Sensor Network Configuration

Entity

The managed infrastructure of sensors, data collection points, and signal routing that instruments production equipment — defining which sensors monitor which assets, sampling rates, alarm thresholds, signal conditioning rules, and the mapping between physical measurement points and logical asset identifiers.

Shift and Labor Assignment

Relationship

The record of workforce deployment to production — shift patterns, crew compositions, individual operator assignments to work centers, skill certifications held, training completion status, and attendance/availability data.

Energy Consumption Record

Entity

The metered utility usage data broken down by equipment, production line, or facility zone — electricity, gas, water, compressed air, and steam consumption linked to time periods, production volumes, and operating conditions.

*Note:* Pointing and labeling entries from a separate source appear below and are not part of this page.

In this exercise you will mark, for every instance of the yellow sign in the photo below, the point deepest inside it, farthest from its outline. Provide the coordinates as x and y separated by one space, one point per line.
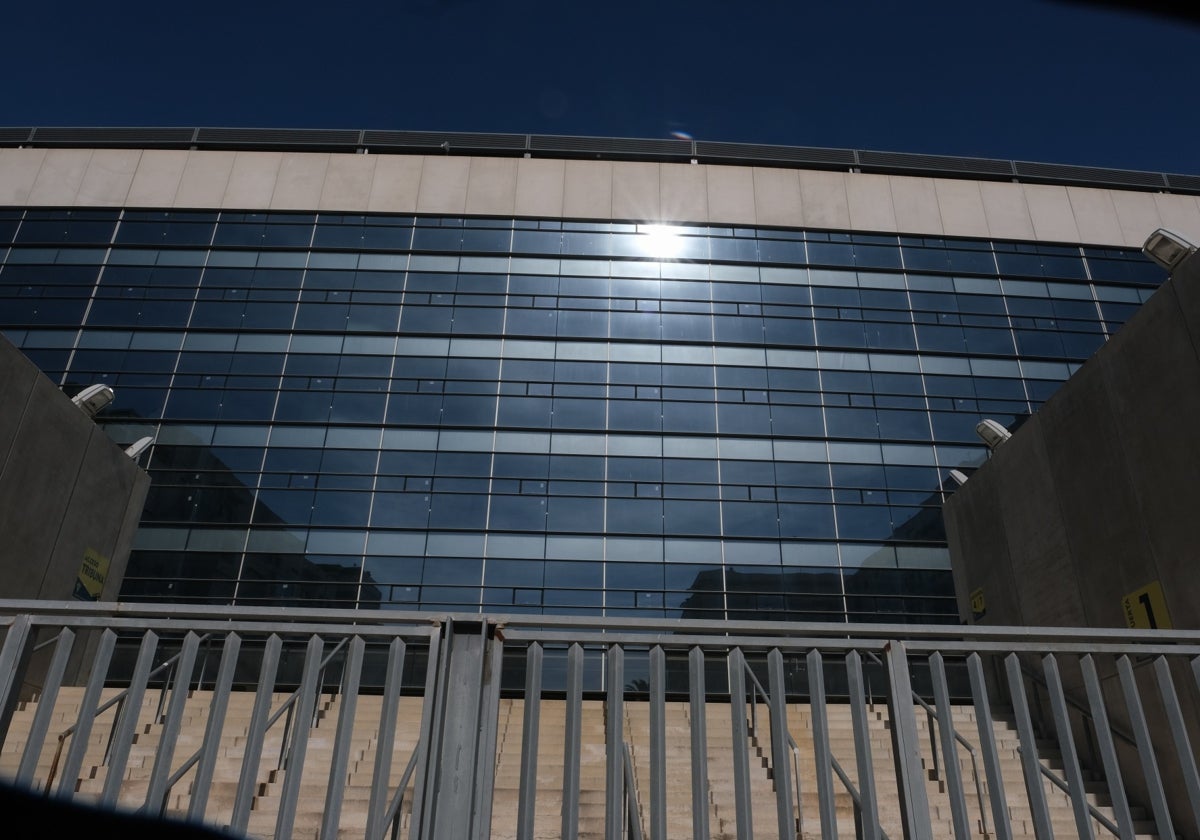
978 606
93 574
1146 609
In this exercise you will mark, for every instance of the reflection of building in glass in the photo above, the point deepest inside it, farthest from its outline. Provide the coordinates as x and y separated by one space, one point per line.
562 411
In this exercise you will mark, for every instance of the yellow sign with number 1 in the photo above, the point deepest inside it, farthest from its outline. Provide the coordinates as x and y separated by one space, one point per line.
1146 609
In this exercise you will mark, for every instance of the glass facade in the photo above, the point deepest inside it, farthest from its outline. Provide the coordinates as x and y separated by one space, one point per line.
544 415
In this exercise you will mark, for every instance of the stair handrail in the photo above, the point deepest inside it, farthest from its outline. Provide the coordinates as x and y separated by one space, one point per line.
1086 712
117 700
633 802
391 816
1061 784
796 760
756 689
289 702
958 737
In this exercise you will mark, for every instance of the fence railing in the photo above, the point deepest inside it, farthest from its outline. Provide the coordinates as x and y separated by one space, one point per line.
521 726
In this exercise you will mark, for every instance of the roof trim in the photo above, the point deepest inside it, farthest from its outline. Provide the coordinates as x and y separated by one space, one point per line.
594 148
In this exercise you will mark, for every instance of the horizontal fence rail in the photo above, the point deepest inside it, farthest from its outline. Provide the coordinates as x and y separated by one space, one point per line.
591 148
363 724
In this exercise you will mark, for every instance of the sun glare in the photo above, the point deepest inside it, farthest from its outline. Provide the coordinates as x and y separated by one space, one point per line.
660 241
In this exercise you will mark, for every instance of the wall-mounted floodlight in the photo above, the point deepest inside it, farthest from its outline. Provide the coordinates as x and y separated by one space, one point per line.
993 433
1168 249
138 447
93 399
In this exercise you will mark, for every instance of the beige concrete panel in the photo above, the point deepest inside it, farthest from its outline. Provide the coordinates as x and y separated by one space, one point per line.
823 198
1180 214
635 192
1138 214
59 177
252 180
492 186
157 177
869 198
443 185
300 180
730 195
539 187
1095 215
684 192
18 171
1050 210
587 190
108 178
347 185
1003 207
396 181
204 180
915 202
777 197
960 203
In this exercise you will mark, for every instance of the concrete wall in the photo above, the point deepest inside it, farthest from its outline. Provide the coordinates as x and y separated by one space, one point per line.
598 190
65 489
1092 499
1096 496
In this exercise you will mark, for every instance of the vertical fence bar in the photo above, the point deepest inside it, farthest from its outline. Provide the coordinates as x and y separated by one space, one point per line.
780 751
615 745
571 742
699 744
1109 760
217 708
387 739
1003 827
69 773
1145 748
906 745
127 720
293 772
172 726
13 657
658 745
340 761
1179 733
1030 763
528 785
256 733
737 670
870 811
489 723
953 771
821 749
1067 745
41 724
435 669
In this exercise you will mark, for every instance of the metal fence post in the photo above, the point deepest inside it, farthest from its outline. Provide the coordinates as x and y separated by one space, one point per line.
906 745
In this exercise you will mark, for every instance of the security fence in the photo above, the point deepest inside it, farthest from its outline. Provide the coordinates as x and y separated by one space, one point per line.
381 724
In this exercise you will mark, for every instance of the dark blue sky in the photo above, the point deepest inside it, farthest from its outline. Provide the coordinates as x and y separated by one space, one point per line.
1025 79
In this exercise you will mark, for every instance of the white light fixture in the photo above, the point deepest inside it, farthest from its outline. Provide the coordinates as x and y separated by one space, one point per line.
1168 249
138 447
993 433
93 399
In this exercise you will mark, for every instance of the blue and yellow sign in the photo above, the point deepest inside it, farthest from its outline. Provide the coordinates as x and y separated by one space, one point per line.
93 574
1146 609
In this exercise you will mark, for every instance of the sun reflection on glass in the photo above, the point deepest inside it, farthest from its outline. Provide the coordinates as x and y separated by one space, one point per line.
660 240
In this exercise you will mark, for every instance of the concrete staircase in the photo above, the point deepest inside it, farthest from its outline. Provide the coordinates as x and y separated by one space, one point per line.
720 799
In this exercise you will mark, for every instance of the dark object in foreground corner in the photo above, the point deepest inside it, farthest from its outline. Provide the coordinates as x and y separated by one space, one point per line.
35 817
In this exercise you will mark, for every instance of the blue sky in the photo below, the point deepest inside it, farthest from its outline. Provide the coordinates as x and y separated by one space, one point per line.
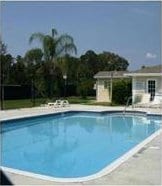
130 29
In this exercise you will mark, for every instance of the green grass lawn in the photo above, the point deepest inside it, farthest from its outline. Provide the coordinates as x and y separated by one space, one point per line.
27 103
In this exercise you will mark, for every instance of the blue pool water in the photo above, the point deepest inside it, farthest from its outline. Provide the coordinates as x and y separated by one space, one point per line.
74 144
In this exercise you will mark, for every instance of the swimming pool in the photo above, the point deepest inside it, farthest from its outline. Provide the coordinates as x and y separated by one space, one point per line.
73 144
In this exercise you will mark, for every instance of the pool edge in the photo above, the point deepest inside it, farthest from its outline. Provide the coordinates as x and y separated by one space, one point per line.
97 175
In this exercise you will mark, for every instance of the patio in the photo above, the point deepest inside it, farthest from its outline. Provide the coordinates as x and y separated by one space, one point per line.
143 168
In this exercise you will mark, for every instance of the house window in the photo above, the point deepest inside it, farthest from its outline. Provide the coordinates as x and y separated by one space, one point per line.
152 88
139 85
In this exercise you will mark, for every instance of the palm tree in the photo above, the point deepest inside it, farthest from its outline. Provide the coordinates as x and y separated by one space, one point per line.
54 45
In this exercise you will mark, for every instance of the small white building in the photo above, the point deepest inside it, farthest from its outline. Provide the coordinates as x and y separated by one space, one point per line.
104 84
146 80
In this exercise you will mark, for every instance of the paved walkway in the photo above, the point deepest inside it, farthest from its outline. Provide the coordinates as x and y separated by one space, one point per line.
144 168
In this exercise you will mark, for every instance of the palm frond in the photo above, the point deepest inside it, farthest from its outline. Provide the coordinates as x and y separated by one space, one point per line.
39 36
54 32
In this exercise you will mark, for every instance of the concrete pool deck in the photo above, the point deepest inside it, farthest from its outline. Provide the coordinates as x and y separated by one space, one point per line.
143 168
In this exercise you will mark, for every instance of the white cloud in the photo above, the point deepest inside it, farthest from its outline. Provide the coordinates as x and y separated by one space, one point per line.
150 55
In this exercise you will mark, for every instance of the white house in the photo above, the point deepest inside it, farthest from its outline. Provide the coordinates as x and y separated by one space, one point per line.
146 80
104 84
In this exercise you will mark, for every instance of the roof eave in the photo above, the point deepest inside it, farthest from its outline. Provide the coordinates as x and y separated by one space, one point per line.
142 74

Digital Twin Model Configuration

Entity

The virtual replica definition that maps physical production assets, process flows, and constraints into a simulation-ready model — including asset topology, process logic, throughput parameters, failure distributions, and calibration state against actual production data.

Scheduling Priority Rule

Rule

The codified logic that determines how production orders are sequenced on constrained resources — including priority classes (customer commitment, margin, shelf life), tie-breaking rules, expedite override policies, and the weighting formulas that schedulers apply (often implicitly) when competing orders contend for the same time slot.

Lot Release Decision

Decision

The recurring pass/fail judgment point where a completed production lot is evaluated against acceptance criteria before advancing to the next process stage, packaging, or shipment — encompassing the decision criteria, authority levels, hold/release/disposition outcomes, and the evidence package required to support each decision.

Changeover Sequence Rule

Rule

The defined logic governing product-to-product transition sequences on production lines — including sequence-dependent setup times, cleaning requirements, tooling swap matrices, product family groupings, and the optimization constraints that determine which changeover paths minimize total lost time.